1 Reply Latest reply on Nov 11, 2014 11:09 AM by Mary Solbrig

    Chi square reading first two lines of table - R Integration

    Rachel Factor

      Hi,

       

      I am trying to get a p-value from a chi square test between two groups of schools. I am looking at demographic makeup, for which each cell tells me the number of students in that school. My data looks something like this:

       

      SchoolName    RaceIndicator   Number_of_Students

      SchoolA          Hispanic          100

      SchoolA          AfricanAmer     30

      SchoolA          White                200

      SchoolB          Hispanic          200

      SchoolB         AfricanAmer     25

      SchoolB          White               400

       

       

      I have used tips from other Tableau community threads on the topic of Chi-square testing but they are set up to count frequencies, whereas my data would need to be weighted.

       

      Since I can produce the tables I want in Tableau, I thought I could do an easy work-around by just outputting the first two rows of data into R.

       

      This is my script:

       

      SCRIPT_REAL("
      a <- .arg1
      b <- .arg2

      data <- rbind(a,b)

      chisq.test(data)$p.value
      "
      ,
      INDEX()=1, INDEX()=2)

       

      I also tried creating a "RowNumber" calculated field and input that for .arg1 and .arg2. Both do not seem to work and consistently spit out "0.317".

       

      This is what my dashboard looks like currently:

      dashboard.pvalue.png

      I know from manually putting this data into R that the p-value is wrong.

       

      Please let me know where I erred!

        • 1. Re: Chi square reading first two lines of table - R Integration
          Mary Solbrig

          I am confused why you are using "INDEX()=1" and "INDEX()=2" as your arguments.
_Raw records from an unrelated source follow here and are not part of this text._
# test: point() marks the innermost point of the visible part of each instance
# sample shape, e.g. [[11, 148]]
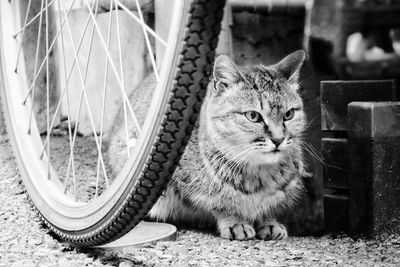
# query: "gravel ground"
[[24, 241]]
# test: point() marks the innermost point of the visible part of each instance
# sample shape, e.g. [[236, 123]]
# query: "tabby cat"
[[244, 161]]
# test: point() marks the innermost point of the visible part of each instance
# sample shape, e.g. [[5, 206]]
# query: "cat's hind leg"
[[271, 230]]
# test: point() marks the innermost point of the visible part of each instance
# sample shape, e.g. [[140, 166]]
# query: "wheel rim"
[[62, 210]]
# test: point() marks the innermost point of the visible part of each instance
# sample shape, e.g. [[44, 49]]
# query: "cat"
[[244, 161]]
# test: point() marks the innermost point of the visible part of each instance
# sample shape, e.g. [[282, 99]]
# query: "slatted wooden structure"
[[361, 151]]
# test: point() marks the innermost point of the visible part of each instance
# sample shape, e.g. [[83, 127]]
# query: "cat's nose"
[[277, 141]]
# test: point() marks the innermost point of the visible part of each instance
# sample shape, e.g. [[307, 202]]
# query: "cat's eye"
[[288, 115], [253, 116]]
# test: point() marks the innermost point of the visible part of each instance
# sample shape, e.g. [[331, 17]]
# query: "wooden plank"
[[336, 95], [334, 156], [374, 167], [336, 213]]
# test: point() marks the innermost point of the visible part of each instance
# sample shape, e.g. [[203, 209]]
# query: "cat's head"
[[255, 113]]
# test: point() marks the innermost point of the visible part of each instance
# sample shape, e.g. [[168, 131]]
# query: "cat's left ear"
[[290, 66], [225, 73]]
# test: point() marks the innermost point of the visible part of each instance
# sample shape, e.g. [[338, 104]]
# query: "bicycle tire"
[[199, 32]]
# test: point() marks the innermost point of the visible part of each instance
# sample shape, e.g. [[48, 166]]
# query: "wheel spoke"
[[138, 20], [47, 55], [123, 79], [104, 98], [23, 35], [68, 105], [114, 68], [146, 37], [82, 79], [43, 9], [69, 76], [35, 68], [48, 92]]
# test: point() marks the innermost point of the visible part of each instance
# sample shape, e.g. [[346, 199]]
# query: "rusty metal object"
[[374, 167], [271, 7], [336, 95]]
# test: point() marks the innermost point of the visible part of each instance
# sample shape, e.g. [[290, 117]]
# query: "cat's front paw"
[[272, 230], [238, 232]]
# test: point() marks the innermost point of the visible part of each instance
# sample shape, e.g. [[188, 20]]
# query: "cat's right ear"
[[225, 72]]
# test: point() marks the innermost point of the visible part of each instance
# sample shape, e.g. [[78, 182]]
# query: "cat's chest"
[[252, 205]]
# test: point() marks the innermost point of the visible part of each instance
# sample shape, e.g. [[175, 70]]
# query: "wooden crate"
[[346, 203]]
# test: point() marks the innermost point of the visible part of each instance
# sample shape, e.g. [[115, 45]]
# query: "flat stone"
[[144, 232]]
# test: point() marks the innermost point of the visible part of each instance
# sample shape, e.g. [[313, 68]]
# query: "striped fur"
[[231, 174]]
This would mean that the variables a and b in the code are vectors of true/false values.

           

          From the question, my guess is that you would like a to be the vector of Number of Students from School A and b the vector of students from school B, so that with the example data a = c(100, 30, 200) and b=(200,25,400). Is this correct?

           

          If so, then I would suggest creating new fields to return counts for school A and school B. I've attached a workbook that uses your example data to return a p.value of .005762.

           

          If this isn't correct, could you provide an example of the code you are running in R for comparison?

          1 of 1 people found this helpful